Opposition Leader Tom Mulcair wants the prime minister to assure Canadians he won't try to re-appoint a Quebec judge who was recently rejected from becoming a member of the Supreme Court.

In a 6-1 decision handed down Friday, the Supreme Court blocked Marc Nadon's appointment, saying he does not meet the requirements for an appointee from Quebec.

The government said it "will review the details of the decision and our options going forward," and hailed Nadon as a "respected legal mind."

The decision was "not just a rebuke of Stephen Harper's appointee, it's a rebuke of the Stephen Harper method: 'it's my way or the highway,'" Mulcair told CTV's Question Period in an interview that aired Sunday.

The prime minister should confirm that he will abandon Nadon as a nominee, Mulcair said.

"Stephen Harper should clarify one thing right away: that there's no question of him trying to come back with this appointee. If he clarifies that then at least we're on the right track," Mulcair said, adding: "There was no possible way to read that statute otherwise, and that's what the Supreme Court has just said."

Mulcair noted that the decision "comes right in the middle of a provincial campaign where everything is very sensitive with regard to the federal role with regard to Quebec affairs."

And he accused the federal government of failing to respect Quebec's constitutional rights by appointing Nadon.

"So while we do have the silver lining…we have a Supreme Court that backs up Quebec's rights, which is a good thing, at the same time everybody in Quebec is saying 'but why doesn't Stephen Harper respect Quebec's rights?'"

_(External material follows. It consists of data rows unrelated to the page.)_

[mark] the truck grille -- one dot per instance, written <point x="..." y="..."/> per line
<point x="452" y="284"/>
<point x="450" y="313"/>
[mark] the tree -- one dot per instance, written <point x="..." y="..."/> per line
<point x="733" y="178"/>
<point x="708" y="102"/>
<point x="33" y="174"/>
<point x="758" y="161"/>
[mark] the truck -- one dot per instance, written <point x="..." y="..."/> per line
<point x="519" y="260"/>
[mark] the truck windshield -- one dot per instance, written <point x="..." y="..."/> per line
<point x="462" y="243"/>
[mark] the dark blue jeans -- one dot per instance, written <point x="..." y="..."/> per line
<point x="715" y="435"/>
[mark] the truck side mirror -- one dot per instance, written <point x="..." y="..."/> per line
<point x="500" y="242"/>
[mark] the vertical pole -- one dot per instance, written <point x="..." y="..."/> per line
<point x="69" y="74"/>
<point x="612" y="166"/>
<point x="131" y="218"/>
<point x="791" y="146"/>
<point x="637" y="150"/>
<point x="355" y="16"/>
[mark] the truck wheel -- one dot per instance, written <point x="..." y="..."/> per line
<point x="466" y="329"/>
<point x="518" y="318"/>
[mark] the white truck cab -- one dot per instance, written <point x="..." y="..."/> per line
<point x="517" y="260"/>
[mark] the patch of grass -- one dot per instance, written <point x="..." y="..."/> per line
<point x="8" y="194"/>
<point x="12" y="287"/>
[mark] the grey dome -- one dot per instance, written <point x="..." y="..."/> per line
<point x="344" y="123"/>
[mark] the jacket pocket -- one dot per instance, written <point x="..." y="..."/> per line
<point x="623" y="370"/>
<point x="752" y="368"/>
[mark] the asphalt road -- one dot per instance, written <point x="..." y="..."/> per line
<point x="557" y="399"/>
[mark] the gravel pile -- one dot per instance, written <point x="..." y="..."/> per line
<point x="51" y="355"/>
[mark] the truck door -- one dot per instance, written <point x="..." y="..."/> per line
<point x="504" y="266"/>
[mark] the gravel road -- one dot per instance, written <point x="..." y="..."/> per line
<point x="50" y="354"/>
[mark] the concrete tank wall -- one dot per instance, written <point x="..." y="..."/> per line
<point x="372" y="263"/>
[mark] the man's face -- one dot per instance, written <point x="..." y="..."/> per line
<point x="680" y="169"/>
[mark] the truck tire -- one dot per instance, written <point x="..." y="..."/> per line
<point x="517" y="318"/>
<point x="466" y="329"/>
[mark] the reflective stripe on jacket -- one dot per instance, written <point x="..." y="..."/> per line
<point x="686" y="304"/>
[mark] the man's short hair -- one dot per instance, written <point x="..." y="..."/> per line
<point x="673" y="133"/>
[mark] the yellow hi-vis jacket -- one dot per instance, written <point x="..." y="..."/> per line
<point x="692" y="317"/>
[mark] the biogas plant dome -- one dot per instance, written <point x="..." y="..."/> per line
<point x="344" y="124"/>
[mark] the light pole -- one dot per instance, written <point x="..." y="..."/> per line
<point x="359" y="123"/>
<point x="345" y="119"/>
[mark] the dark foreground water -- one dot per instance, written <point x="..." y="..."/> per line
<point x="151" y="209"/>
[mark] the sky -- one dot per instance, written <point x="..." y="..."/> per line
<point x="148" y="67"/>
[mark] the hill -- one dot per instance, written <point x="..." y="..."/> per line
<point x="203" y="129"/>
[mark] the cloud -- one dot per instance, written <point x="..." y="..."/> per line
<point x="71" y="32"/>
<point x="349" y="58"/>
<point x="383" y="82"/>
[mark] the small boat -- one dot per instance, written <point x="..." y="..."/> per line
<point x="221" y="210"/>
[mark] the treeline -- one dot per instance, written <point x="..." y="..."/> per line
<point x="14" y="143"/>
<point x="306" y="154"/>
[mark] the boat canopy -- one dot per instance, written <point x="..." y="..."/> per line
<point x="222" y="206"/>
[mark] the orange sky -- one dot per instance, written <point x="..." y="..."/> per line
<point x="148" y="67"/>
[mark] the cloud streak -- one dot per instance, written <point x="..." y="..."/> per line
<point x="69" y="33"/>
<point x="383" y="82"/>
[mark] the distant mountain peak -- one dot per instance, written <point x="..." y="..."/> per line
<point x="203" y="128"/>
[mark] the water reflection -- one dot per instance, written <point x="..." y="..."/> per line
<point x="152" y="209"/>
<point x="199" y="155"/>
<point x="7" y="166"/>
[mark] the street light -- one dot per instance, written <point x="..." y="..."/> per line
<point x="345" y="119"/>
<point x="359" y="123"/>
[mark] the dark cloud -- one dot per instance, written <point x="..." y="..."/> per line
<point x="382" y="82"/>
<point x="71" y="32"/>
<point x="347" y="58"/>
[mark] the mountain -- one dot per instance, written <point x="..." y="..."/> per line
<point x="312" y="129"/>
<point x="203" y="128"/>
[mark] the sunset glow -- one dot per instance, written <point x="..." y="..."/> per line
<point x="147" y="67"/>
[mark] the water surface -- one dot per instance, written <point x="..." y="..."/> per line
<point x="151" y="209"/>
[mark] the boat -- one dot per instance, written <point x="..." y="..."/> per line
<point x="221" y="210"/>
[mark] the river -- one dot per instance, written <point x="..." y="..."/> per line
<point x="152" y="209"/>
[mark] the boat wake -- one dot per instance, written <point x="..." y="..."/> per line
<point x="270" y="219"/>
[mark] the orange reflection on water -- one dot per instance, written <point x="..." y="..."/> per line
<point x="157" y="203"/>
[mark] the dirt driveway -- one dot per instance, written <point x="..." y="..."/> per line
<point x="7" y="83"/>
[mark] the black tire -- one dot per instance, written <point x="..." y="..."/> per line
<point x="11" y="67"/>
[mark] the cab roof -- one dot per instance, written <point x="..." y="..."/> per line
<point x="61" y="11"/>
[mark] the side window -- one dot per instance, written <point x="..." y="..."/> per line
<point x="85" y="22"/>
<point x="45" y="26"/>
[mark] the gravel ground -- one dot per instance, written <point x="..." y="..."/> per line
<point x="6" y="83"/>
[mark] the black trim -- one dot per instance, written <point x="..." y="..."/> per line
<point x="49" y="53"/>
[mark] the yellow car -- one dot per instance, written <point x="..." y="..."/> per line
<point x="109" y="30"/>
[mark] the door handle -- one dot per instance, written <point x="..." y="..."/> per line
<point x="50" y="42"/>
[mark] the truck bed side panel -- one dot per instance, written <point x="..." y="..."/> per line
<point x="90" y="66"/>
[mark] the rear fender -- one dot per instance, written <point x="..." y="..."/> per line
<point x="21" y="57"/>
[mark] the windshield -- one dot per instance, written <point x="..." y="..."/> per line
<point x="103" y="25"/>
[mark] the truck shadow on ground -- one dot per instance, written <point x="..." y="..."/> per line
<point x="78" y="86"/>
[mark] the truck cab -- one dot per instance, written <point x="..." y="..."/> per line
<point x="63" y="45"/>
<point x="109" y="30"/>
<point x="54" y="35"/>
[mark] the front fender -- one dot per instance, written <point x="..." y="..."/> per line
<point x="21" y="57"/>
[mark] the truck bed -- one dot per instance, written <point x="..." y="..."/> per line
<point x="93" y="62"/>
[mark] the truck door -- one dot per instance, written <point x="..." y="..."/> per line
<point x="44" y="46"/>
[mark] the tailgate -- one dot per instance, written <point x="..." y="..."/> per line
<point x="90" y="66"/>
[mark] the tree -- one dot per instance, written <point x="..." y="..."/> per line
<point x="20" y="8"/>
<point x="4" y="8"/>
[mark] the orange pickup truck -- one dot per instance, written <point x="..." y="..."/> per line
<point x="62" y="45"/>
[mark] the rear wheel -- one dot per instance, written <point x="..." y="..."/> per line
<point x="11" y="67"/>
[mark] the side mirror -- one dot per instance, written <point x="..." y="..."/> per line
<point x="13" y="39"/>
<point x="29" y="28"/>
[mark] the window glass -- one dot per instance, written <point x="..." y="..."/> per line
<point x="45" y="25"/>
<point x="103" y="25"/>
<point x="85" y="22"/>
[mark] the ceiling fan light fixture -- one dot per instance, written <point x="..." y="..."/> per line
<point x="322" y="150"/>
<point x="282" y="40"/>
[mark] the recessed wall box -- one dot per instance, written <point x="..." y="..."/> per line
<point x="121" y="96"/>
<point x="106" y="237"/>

Three spaces on the nine-member court must be filled by a jurist from Quebec. Quebec appointees to the SCC must either come from the Quebec Superior Court, the Quebec Court of Appeal, or must be a current member of the Quebec bar.

Nadon, 64, was appointed from the Federal Court of Appeal.

In its ruling, the court also rejected recent changes to the Supreme Court Act to allow for the appointment of a judge who is either presently, or has been, a member of the Quebec bar for a minimum of 10 years.

The court said that the federal government cannot unilaterally change the laws regarding the essential composition of the Supreme Court. The constitution protects the court's essential composition, and any changes must be approved unanimously by Parliament and the provinces, the court said.

Mulcair on the Supreme Court's expected opinion on Senate reform:

"He (the prime minister) hasn't made too many efforts to reform the Senate, as you know. He's in his ninth year of power and he talked a good game about Senate reform, it was one of the key themes of the Reform Party."

"There's probably going to be tracks laid down by the Supreme Court saying 'you can go this way.' We've been concentrating on the why, why we should get rid of the Senate. And the Supreme Court will give us the how, and will tell us what kind of amending formula is required."

On whether the courts are fighting back against the government's law and order agenda:

"Right and they're fighting back using the rule of law. We do live in a society based on the rule of law, which essentially means that the law applies to everyone including Stephen Harper. So you're not allowed to bring forward legislation that goes against people's fundamental rights as set down in the Charter of Rights and Freedoms."

On whether he will apologize for his harsh criticism of new Finance Minister Joe Oliver:

"Mr. Oliver's comments are there for everyone to read, and the reaction to them is also on the public record. Mr. Oliver has made statements that personally attacked a key NASA scientist on global warming. He says climate change doesn't exist, he's always denied that global warming is a reality. But more importantly, he went after First Nations in our country, saying that they were socially dysfunctional."

So you're not going to apologize?

"No, I'm going to continue to say that this is an unacceptable appointment."

On the race to replace Olivia Chow as MP for Trinity-Spadina:

"I'm going to let the membership decide who our candidate is and I will throw my full support behind the person chosen by the members of the NDP. That's democracy in action, that's the way the NDP does things."

On reports the NDP used House of Commons resources to set up offices in Quebec to conduct party work:

"All of this has been vetted since day one when Jack Layton set it up three years ago by the appropriate authorities within Parliament, and any suggestion that there's the slightest problem with any of this is frankly just wrong."